Equality: A Definition

Let’s have an honest conversation about equality. Honestly, I don’t think we are capable of equality until we change how we understand it. Okay this is what it looks like to me. Remember how we were taught about equality when we were children? In Math class? I’ll provide you with a refresher.
1.       So we were taught than equal means that both sides of the equation are the same (hence the ‘=’ and from that flows all of algebra).
2.       When we moved on to proportions and we were asked to divide x among a specified number of people, we would take x and divide it among that specified number of people and get our answer. Hope I’m not moving too fast for you.
3.       Lastly, when we were told to make equal 75 and 25, knowing the value of x is 100, we knew that we had to take 25 from the 75 and give it to the 25 so that both become 50.
It is this last model that we based our understanding of equality in society upon, especially racial and gender equality. That to make white and people of colour equal would mean taking from white people and giving it to people of colour. Or that the empowerment of women would be to disempower men in return. That rectifying a situation of injustice and inequality is a question of rights reallocation not the endowment of rights. This idea speaks to a fragile hyper masculinity or hyper-whiteness which perceives the encouragement of its, for want of a better word, ‘antithesis’, of its opposite, as a threat.

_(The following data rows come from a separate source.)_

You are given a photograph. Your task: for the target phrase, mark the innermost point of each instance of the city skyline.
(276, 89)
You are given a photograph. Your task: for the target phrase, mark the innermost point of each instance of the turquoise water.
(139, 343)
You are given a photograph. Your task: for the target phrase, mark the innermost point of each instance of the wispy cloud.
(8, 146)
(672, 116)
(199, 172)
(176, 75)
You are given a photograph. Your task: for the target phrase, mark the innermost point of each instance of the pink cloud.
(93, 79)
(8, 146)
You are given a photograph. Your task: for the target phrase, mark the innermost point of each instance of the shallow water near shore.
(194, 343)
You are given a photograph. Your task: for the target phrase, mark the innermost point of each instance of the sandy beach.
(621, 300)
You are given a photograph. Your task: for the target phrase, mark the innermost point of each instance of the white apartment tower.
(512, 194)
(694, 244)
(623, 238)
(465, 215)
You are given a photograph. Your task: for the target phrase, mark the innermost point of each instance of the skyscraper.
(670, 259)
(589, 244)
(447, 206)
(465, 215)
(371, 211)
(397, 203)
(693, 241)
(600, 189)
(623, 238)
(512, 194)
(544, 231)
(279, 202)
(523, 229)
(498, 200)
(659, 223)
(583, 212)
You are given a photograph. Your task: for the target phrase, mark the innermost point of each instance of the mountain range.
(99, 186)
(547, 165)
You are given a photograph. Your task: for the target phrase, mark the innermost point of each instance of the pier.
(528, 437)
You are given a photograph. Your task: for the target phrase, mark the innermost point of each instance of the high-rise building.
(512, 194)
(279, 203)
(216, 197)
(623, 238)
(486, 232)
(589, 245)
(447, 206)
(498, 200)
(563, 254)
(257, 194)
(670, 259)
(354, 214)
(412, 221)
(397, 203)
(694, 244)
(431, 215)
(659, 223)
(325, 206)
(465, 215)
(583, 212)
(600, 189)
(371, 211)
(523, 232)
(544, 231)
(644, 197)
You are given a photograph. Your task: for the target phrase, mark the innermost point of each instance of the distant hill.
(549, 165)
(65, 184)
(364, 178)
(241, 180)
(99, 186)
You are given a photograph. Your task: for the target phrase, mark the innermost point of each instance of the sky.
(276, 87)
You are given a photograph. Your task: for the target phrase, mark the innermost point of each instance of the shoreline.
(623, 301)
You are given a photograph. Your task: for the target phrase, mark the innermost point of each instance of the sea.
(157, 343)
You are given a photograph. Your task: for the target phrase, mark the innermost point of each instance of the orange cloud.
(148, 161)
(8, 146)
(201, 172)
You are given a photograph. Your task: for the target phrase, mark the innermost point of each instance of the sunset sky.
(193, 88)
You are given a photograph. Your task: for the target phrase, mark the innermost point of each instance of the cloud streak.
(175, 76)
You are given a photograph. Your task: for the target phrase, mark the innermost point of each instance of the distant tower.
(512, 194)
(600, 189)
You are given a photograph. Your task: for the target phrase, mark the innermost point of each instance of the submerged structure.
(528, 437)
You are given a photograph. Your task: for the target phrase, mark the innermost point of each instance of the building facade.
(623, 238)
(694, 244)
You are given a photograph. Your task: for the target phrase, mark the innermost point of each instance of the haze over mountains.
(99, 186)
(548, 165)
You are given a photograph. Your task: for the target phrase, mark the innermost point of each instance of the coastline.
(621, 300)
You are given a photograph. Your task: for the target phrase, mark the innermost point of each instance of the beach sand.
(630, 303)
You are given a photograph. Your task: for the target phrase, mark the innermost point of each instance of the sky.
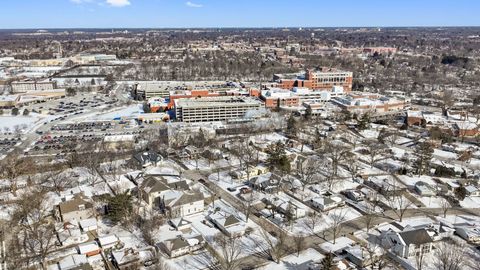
(44, 14)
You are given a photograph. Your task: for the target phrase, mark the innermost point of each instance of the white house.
(424, 189)
(472, 191)
(88, 225)
(108, 241)
(71, 262)
(180, 246)
(325, 203)
(408, 243)
(228, 224)
(468, 232)
(188, 203)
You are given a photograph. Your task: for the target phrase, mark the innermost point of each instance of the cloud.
(81, 1)
(118, 3)
(194, 5)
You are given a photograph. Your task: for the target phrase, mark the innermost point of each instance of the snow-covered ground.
(304, 261)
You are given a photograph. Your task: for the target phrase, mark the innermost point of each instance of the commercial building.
(322, 79)
(210, 109)
(364, 102)
(29, 86)
(326, 79)
(279, 98)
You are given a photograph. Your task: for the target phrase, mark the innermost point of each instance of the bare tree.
(336, 152)
(337, 224)
(450, 256)
(308, 171)
(274, 247)
(399, 204)
(445, 205)
(299, 242)
(420, 258)
(230, 250)
(313, 219)
(376, 151)
(370, 217)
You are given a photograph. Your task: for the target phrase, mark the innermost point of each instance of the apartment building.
(279, 98)
(209, 109)
(29, 86)
(326, 79)
(322, 79)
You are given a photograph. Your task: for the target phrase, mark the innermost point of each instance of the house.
(355, 195)
(125, 259)
(77, 208)
(363, 256)
(180, 224)
(73, 262)
(325, 203)
(156, 189)
(88, 225)
(408, 243)
(180, 245)
(424, 189)
(387, 187)
(268, 183)
(89, 249)
(472, 191)
(230, 225)
(108, 241)
(187, 203)
(288, 207)
(468, 232)
(147, 159)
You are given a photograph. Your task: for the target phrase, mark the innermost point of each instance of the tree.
(420, 258)
(308, 171)
(70, 92)
(277, 158)
(308, 113)
(56, 181)
(120, 208)
(450, 256)
(35, 233)
(336, 152)
(399, 204)
(460, 193)
(299, 242)
(292, 127)
(445, 205)
(230, 250)
(352, 164)
(364, 121)
(376, 151)
(337, 224)
(327, 262)
(423, 153)
(274, 250)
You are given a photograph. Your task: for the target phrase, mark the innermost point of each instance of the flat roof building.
(209, 109)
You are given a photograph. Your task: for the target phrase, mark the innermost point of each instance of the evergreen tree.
(291, 126)
(424, 154)
(364, 122)
(119, 207)
(327, 262)
(277, 158)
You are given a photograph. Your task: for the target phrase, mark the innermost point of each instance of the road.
(315, 240)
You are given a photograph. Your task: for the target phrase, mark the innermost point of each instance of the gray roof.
(416, 237)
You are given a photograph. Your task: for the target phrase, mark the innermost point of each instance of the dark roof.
(416, 237)
(152, 184)
(145, 157)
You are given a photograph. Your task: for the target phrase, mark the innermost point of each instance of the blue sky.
(236, 13)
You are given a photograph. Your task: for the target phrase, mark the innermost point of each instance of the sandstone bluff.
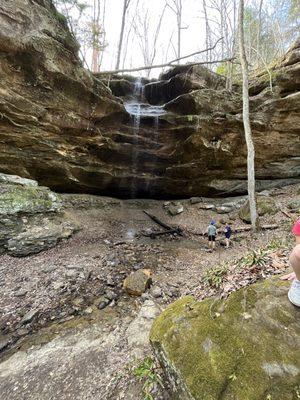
(64, 127)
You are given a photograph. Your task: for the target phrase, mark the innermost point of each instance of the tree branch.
(170, 63)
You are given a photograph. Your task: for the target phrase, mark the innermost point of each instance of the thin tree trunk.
(125, 6)
(246, 121)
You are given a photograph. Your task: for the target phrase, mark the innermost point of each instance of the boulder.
(179, 80)
(175, 208)
(294, 205)
(137, 333)
(244, 347)
(63, 127)
(31, 218)
(138, 282)
(265, 205)
(38, 238)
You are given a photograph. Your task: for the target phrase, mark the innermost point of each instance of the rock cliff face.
(64, 128)
(245, 347)
(31, 219)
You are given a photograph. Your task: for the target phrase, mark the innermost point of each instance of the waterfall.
(140, 110)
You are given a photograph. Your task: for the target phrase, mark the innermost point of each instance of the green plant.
(256, 258)
(276, 244)
(146, 372)
(214, 276)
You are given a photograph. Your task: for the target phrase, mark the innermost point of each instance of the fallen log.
(153, 235)
(286, 214)
(249, 228)
(234, 230)
(163, 224)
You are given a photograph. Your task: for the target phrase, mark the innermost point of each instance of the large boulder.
(62, 126)
(137, 282)
(265, 206)
(245, 347)
(31, 219)
(182, 79)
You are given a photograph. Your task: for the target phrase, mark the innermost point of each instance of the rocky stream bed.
(68, 327)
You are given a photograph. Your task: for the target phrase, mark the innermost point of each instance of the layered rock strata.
(31, 219)
(63, 127)
(244, 347)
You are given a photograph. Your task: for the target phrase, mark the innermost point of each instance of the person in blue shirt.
(228, 232)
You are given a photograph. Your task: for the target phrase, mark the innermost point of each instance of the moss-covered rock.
(265, 205)
(18, 199)
(30, 217)
(245, 347)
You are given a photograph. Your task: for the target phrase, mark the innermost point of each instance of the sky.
(192, 34)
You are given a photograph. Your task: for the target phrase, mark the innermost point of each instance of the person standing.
(294, 292)
(228, 232)
(212, 233)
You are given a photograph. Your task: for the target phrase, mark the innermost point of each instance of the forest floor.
(57, 343)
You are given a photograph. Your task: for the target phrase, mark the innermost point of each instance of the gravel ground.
(50, 301)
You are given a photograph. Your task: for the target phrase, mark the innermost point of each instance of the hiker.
(212, 233)
(294, 292)
(228, 232)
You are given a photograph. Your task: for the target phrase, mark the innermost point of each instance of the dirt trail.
(69, 348)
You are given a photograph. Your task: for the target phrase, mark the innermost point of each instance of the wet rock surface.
(64, 311)
(31, 217)
(214, 348)
(63, 127)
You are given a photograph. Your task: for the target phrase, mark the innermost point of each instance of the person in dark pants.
(228, 232)
(212, 233)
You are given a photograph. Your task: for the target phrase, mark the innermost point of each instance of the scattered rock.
(294, 205)
(207, 207)
(28, 317)
(138, 282)
(137, 333)
(265, 205)
(156, 291)
(195, 200)
(88, 310)
(175, 208)
(253, 336)
(21, 292)
(103, 302)
(110, 295)
(223, 210)
(3, 344)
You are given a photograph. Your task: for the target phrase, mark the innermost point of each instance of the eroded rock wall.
(64, 128)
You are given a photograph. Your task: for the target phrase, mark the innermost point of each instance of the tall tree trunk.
(125, 6)
(246, 121)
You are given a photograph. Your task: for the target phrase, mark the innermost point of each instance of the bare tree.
(207, 32)
(246, 120)
(147, 42)
(97, 36)
(176, 7)
(125, 9)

It leads to an attitude wherein equality is not an intrinsic right by virtue of you being a living breathing, existing thing on our planet, but a privilege that must be earned. It contributes to the idea that multiculturalism is bad because to encourage it would threaten the white population and the rights they have.  Or that encouraging women and forging a path for female advancement somehow threatens men when studies have shown that to empower women is to empower men too.
Ultimately, the way I see it is that we, as a people, always need a group of people to feel superior to. A group that allows us to say, and/or feel like, “at least I’m not ‘so and so.’” So because we want to be able to say that, the empowerment of that disenfranchised group feels like it occurs at our expense. At the involuntary loss of our superiority. So we need to first realise, and believe, that equality is not about us, it’s about them. Then we need to realise that when we support and encourage the least of us, is to strengthen all of us. Equality is not about taking from the rich and giving to the needy (Robin Hood style – level Shrek 1). It’s about taking care of our own. Simple as that. Of course I have glossed over the mechanisms of wealth – be it social or economic capital – distribution (which may very well involve taking from the rich and giving it to the needy) but if we stop perceiving it as taking my toys away, it will no longer be a struggle to help each other up.
Look, you may agree or disagree with me on this. But the truth is, until we change what we understand to be equality, it’ll be hard to achieve until we stop thinking about it as the reallocation of rights but rather the empowerment of fellow human beings who do not deserve to be treated as less than.